24.06.2011 - UNESCOPRESS

Une feuille de route pour la démocratie et le renouveau dans le monde arabe

© UNESCO/Danica Bijeljac - Irina Bokova, Directrice générale de l'UNESCO, en présence d'Abdou Diouf, Secrétaire général de la Francophonie, au Siège de l'UNESCO, le 21 juin 2011

Éducation et respect des droits de l’homme sont les grands axes de la « feuille de route » établie pour soutenir le passage du monde arabe à la démocratie à l’occasion d’une table ronde internationale que l’UNESCO a organisée le 21 juin à son Siège à Paris.

Cette « feuille de route » définit les conditions nécessaires pour réussir à mettre en place des États démocratiques. En même temps que l’éducation et les droits de l’homme, elle insiste sur les questions de gouvernance, les institutions démocratiques, la citoyenneté, une participation active des femmes et des jeunes, le développement socioéconomique et la liberté d’expression.

La Directrice générale de l’UNESCO, Irina Bokova, a ouvert cette table ronde en présence d’Abdou Diouf, Secrétaire général de l’Organisation de la francophonie, Nicolay Mladenov, Ministre bulgare des Affaires étrangères, Boutros Boutros-Ghali, ancien Secrétaire général de l’ONU, Nassif Hitti, représentant le Secrétaire général de la Ligue des États arabes, et quelque 250 participants, parmi lesquels des experts, des universitaires et des personnalités de la société civile, spécialistes ou originaires de la région arabe.

Dans son allocution d’ouverture, la Directrice générale a évoqué les événements survenus récemment dans les États arabes en les qualifiant de révolution démocratique et sociale de grande envergure et insisté sur le rôle important que l’UNESCO avait à jouer en cette période de transition.
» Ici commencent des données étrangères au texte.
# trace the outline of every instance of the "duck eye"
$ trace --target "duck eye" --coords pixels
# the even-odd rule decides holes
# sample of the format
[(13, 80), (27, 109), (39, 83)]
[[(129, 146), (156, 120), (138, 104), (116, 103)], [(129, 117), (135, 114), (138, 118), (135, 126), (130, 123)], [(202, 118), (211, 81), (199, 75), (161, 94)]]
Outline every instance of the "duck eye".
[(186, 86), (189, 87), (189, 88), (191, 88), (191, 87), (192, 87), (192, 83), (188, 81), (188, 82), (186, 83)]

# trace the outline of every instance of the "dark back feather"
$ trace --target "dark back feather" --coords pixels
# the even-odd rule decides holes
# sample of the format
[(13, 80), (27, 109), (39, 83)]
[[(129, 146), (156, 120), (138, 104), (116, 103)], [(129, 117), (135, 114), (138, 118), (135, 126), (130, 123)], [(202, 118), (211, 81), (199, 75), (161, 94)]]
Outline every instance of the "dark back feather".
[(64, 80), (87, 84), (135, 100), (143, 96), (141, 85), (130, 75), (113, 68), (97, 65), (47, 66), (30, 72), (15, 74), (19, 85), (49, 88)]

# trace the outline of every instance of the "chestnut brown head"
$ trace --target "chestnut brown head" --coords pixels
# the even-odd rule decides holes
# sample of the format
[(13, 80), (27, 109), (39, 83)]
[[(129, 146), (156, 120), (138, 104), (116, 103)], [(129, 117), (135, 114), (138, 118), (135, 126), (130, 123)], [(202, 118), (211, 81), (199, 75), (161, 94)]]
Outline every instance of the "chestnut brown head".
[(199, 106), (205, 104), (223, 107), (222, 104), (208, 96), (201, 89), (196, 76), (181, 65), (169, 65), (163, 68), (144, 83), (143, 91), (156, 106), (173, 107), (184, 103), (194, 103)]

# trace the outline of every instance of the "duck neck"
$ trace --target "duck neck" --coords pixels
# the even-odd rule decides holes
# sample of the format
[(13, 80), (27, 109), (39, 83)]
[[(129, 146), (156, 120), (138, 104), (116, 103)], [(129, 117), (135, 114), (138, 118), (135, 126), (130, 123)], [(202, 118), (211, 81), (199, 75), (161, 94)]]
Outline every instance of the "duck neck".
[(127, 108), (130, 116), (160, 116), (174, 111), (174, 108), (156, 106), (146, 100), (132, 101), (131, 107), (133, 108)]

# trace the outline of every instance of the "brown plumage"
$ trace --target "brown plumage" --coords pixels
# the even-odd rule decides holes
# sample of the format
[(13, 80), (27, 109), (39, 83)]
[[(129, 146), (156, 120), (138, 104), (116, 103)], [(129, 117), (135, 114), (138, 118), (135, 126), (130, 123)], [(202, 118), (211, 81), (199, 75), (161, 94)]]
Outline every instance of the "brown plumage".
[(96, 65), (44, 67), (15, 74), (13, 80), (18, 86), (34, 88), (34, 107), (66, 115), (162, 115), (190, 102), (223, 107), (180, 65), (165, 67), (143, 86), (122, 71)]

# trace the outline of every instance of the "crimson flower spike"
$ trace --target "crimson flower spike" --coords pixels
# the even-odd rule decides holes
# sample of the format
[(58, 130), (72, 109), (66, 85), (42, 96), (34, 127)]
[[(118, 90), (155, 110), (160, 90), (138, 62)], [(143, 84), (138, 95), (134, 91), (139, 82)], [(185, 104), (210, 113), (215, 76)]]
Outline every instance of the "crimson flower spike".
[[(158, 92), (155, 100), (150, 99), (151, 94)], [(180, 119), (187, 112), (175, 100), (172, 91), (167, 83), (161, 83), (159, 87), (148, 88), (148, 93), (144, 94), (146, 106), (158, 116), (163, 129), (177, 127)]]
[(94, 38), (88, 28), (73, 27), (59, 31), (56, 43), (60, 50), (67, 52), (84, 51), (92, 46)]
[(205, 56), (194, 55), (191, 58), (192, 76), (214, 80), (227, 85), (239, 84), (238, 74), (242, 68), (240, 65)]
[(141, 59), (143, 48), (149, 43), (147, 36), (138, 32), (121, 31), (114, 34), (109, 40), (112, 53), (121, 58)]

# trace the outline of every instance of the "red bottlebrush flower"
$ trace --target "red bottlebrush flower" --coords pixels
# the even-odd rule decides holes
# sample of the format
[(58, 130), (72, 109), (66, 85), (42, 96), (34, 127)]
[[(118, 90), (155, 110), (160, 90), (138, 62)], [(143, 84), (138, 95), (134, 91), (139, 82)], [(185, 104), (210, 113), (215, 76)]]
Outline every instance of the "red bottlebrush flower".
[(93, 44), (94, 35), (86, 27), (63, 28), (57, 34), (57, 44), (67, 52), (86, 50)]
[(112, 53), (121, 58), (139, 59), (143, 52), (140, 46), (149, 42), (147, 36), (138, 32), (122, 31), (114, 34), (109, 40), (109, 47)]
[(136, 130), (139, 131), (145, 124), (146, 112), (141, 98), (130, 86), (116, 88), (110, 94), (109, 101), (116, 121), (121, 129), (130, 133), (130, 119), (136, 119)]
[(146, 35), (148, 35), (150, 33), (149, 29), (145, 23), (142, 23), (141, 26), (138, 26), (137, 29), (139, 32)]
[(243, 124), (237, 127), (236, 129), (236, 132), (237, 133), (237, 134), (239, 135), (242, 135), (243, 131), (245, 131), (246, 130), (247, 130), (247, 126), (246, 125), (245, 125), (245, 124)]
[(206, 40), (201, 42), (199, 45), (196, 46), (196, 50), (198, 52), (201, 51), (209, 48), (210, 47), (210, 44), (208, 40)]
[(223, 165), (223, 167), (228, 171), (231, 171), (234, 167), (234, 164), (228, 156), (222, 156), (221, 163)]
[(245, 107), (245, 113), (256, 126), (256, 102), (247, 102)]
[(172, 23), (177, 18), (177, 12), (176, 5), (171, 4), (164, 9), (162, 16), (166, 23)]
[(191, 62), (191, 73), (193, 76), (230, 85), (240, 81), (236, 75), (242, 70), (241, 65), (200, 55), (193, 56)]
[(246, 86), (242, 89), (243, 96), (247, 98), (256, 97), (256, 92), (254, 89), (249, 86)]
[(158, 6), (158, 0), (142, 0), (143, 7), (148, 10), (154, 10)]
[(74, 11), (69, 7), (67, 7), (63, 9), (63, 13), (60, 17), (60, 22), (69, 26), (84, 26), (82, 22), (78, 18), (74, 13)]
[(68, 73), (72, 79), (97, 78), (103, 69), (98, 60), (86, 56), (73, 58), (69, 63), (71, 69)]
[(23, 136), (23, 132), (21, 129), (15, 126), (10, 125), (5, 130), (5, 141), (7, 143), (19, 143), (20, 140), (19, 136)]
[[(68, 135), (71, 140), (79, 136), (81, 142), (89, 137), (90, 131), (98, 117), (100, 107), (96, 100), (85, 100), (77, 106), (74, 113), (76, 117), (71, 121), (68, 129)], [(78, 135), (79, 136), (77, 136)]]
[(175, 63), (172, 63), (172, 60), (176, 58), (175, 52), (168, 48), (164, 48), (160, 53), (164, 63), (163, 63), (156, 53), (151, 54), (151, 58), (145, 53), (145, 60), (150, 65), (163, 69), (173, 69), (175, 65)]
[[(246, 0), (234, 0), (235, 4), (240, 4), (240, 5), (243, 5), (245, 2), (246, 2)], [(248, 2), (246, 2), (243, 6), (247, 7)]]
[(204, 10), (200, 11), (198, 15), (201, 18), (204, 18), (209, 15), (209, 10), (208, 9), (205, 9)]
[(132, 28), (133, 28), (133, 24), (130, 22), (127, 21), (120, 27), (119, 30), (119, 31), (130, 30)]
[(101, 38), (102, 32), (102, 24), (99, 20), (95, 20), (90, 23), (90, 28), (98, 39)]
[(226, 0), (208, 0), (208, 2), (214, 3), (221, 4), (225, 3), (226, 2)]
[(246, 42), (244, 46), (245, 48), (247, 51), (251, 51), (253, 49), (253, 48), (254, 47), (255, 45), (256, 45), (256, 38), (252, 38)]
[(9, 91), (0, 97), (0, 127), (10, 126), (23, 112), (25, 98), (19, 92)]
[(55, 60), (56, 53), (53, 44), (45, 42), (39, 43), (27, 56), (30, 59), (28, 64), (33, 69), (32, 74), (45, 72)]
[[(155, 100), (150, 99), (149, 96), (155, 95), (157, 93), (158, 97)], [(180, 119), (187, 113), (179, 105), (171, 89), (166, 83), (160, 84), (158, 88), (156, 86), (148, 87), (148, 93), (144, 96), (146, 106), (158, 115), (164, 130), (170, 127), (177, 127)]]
« La démocratie et la liberté d’expression ont besoin de l’éducation et de l’alphabétisation pour ouvrir la voie à un avenir où tous seront à même d’être informés, d’exprimer leurs idées et de trouver un emploi », a-t-elle dit. Et d’ajouter : « La démocratie suppose chez la population les moyens de protéger son patrimoine et sa culture contre les voleurs qui exploitent la misère et dérobent les identités. Pour s’épanouir, la démocratie exige la justice, l’égalité entre les citoyens et une réduction de la pauvreté ».

« Dans cette conjoncture aussi passionnante que difficile, il est capital que la communauté internationale fasse tout ce qui est en son pouvoir pour soutenir ces sociétés dans les processus de transformation qu’elles vivent actuellement. »

Parmi les participants, le Président de l’Institut arabe des droits de l’homme, Abdelbasset Ben Hassen, le membre de la Cour suprême tunisienne et de la Cour pénale internationale Alya Cherif Chammari, et le Sénateur français Robert Badinter ont tous souligné qu’il fallait bien prendre garde de ne pas simplifier les problèmes complexes qui se posent dans le processus de transition démocratique. Il faut, ont-ils dit, que les actions engagées puissent s’inscrire dans la durée pour faire face à tous les défis que comporte la fondation, la restauration ou la préservation de la démocratie. Il est essentiel aussi de donner la priorité au rôle de premier plan que les femmes et les jeunes ont à jouer dans la vie politique.

Cette journée de débats aura été l’amorce d’un dialogue avec des acteurs très divers appelé à devenir permanent pour étayer la transition et compléter les activités que l’UNESCO a déjà lancées dans la région arabe.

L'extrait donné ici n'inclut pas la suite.